VR tech helps students get a grip on real life situations
July 6, 2017
Virtual or augmented reality systems provide immersive and realistic experiences for students studying aircraft engineering and other challenging subjects.
At the Institute of Vocational Education – part of the Vocational Training Council – a team uses augmented reality (AR) and virtual reality (VR) systems to teach aircraft engineering and building maintenance.
“If we want STEM [science, technology, engineering and mathematics] education to be popular, it is important to let students have a more hands-on experience,” says Dr Eric Liu Sai-lok, the Vocational Training Council’s academic director of engineering.
The systems simulate workplace environments, putting students in situations they might encounter in real life – performing tasks like identifying safety hazards and conducting machine inspections in virtual plant rooms and aircraft hangars.
“We can produce simulations of unusual or dangerous cases, that may be [hard to replicate outside of the VR environment], and students can learn how to react,” Dr Liu continued.

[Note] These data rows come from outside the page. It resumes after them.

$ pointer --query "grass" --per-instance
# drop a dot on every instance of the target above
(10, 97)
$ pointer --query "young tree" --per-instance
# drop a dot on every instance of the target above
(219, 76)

He added that it is difficult for trainers to arrange damaged equipment for students to practise on, so the VR and AR technologies plug this gap without compromising safety.
Jack Zeng Enze, a Year Two student in aircraft maintenance engineering, said that the simulations give him practical hands-on experience instead of simply studying and memorising details on paper.
The team hopes to apply the technologies in other courses, such as tourism, health care and arboriculture – project officer Kelvin To King-ting relates that students could practise how to fell trees in a safe and environmentally friendly manner.
Dr Liu concludes, “If you only deliver theory, it is difficult to understand. Youngsters like more visualisation and a more interactive way of learning.”